1. When and why did your institution join the NGFS?
The Central Bank of Kenya (CBK) joined the Network of Greening Financial Systems (NGFS) in April 2022. This followed the issuance of the Guidance on Climate-Related Risk Management to the banking sector in October 2021.
In developing the Guidance, our Bank Supervision Department (BSD) drew extensively from existing guidance issued by global standard-setting bodies, the NGFS as well as supervisory authorities in other jurisdictions. The Guidance, targeting commercial banks and mortgage finance companies, sought to guide them on how to integrate climate-related risks into their overall risk management frameworks. Specifically:
o It set CBK’s expectations for financial institutions to consider climate-related and environmental risks when formulating and implementing their business strategy, governance, and risk management frameworks.
o It also sought to promote transparency in the assessment and mitigation of climate risks by setting out reporting and disclosure requirements.
In its consideration to join NGFS, CBK noted the critical role the NGFS had played since its inception in 2019. In particular, NGFS has been instrumental in entrenching climate-related and environmental risk management in the global financial system. Accordingly, CBK wishes to leverage on NGFS’s diverse membership and experiences as it operationalizes the vision of greening Kenya’s financial sector. On its part, CBK stands ready to share its experiences with other NGFS members as we all collectively transition towards a global sustainable economy.
2. Can you share with us the key elements of the Central Bank of Kenya’s climate strategy and how it fits into the broader national strategy in your jurisdiction?
Over the past eight years, CBK has worked with other stakeholders to build a financial sector that works for and with Kenyans. An important plank of this vision has been the greening of the financial sector. The vision was operationalized through the issuance of the Kenya Banking Sector Charter in 2019. The four pillars underpinning the vision are customer centricity, risk-based credit pricing, transparency, and ethical banking.
Additionally, CBK supported the Kenyan banking sector in rolling out the Sustainable Finance Initiative (SFI) in 2015. The SFI has been working on entrenching environmental, social and governance considerations in the strategies and business models of banks. Further, CBK was part of the Kenya Green Bonds Programme launched in 2017, to formulate a framework for issuance of green bonds in Kenya. Subsequently, Kenya’s first green bond, issued by a private sector entity, was listed on the Nairobi and London Stock Exchanges in January 2020.
The issuance by CBK of the Guidance on Climate-Related Risk Management in October 2021, is a milestone that will accelerate Kenya’s journey towards being a green finance hub.

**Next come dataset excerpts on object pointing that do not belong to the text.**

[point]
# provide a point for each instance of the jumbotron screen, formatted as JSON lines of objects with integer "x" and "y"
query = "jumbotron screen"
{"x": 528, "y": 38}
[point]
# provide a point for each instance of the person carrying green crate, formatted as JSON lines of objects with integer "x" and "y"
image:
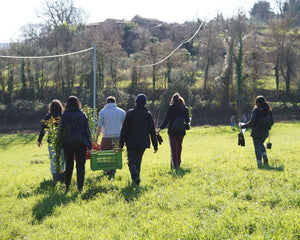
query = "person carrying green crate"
{"x": 137, "y": 127}
{"x": 110, "y": 122}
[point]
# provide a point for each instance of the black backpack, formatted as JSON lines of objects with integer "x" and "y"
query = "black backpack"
{"x": 265, "y": 122}
{"x": 74, "y": 135}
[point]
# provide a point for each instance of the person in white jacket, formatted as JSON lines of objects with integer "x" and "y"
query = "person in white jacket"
{"x": 110, "y": 121}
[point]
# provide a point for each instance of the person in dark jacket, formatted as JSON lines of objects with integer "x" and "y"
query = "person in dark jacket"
{"x": 73, "y": 112}
{"x": 261, "y": 108}
{"x": 55, "y": 109}
{"x": 137, "y": 127}
{"x": 177, "y": 108}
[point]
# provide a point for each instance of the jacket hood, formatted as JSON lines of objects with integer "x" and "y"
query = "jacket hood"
{"x": 110, "y": 105}
{"x": 71, "y": 113}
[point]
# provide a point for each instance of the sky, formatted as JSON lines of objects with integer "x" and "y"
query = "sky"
{"x": 16, "y": 13}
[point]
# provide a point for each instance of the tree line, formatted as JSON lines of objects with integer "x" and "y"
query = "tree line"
{"x": 227, "y": 63}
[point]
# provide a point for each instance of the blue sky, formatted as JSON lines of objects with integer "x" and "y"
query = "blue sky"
{"x": 16, "y": 13}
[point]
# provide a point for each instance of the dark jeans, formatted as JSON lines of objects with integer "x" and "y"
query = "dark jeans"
{"x": 176, "y": 149}
{"x": 80, "y": 153}
{"x": 109, "y": 144}
{"x": 259, "y": 147}
{"x": 135, "y": 156}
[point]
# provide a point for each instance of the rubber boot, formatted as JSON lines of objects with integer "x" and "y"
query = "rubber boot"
{"x": 259, "y": 163}
{"x": 266, "y": 162}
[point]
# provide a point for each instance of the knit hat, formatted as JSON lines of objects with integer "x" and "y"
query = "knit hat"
{"x": 141, "y": 99}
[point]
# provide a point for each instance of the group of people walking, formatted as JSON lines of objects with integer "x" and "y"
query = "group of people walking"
{"x": 135, "y": 129}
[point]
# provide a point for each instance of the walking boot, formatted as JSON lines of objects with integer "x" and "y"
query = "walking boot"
{"x": 259, "y": 163}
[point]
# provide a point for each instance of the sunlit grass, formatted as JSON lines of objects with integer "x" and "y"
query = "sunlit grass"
{"x": 218, "y": 194}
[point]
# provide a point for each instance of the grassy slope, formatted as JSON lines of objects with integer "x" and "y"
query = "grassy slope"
{"x": 218, "y": 194}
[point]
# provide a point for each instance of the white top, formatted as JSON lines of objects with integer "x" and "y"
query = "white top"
{"x": 110, "y": 120}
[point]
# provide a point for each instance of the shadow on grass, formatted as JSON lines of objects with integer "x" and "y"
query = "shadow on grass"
{"x": 179, "y": 172}
{"x": 132, "y": 191}
{"x": 273, "y": 168}
{"x": 53, "y": 198}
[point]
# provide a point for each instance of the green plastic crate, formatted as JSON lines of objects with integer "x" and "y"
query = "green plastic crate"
{"x": 105, "y": 160}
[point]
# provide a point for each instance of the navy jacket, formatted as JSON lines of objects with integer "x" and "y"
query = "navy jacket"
{"x": 137, "y": 127}
{"x": 44, "y": 124}
{"x": 175, "y": 110}
{"x": 78, "y": 115}
{"x": 256, "y": 132}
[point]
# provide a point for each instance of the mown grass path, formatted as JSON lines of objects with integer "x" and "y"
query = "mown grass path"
{"x": 218, "y": 194}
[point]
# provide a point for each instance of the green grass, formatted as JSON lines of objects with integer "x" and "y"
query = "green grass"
{"x": 218, "y": 194}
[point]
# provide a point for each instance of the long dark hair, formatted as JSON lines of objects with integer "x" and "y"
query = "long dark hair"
{"x": 176, "y": 98}
{"x": 262, "y": 103}
{"x": 73, "y": 102}
{"x": 55, "y": 107}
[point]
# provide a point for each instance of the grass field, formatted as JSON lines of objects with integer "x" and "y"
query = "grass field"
{"x": 218, "y": 194}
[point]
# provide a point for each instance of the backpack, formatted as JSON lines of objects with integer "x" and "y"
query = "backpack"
{"x": 74, "y": 134}
{"x": 265, "y": 122}
{"x": 178, "y": 125}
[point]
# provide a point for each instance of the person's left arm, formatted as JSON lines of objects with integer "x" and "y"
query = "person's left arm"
{"x": 152, "y": 131}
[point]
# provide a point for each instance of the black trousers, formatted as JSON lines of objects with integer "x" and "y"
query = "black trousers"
{"x": 80, "y": 153}
{"x": 135, "y": 156}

This initiative will attract global funds that are looking for opportunities to finance initiatives that build climate resilience, and thus positioning Kenya as a premier green finance hub.
Kenya’s Nationally Determined Contributions (NDC) estimates that USD62 billion will be required for climate change adaptation and mitigation measures between 2020 and 2030. The government will mobilise 13 percent (USD8 billion) of this amount with the remainder USD54 billion expected to be mobilised from the private sector and development partners. Accordingly, Kenya’s banking sector is expected to play a pivotal role in financing Kenya’s Nationally Determined Contributions.
3. To which extent did the Central Bank of Kenya leverage the work of the NGFS in its own domestic journey? Any concrete examples?
The work of the NGFS has been instrumental in Kenya’s journey. The NGFS First Comprehensive Report was an important reference for the Guidance on Climate-Related Risk Management. While we were developing the Guidance in 2021, climate-related risk management was fairly novel and the NGFS was a valuable reference point.
More recently, we have initiated second generation reforms encompassing the development of a green finance taxonomy and aligning climate-related risk management disclosures to the recently issued standards by the International Sustainability Standards Board. In developing the concept note for the proposed green finance taxonomy, we have found the NGFS Report on “Enhancing Market Transparency in Green and Transition Finance” to be a useful guide.
4. One last word?
CBK has started the journey of greening Kenya’s banking sector. We have made progress but much more remains to be done. We shall continue to leverage on the NGFS, learning from others, while also sharing our experiences.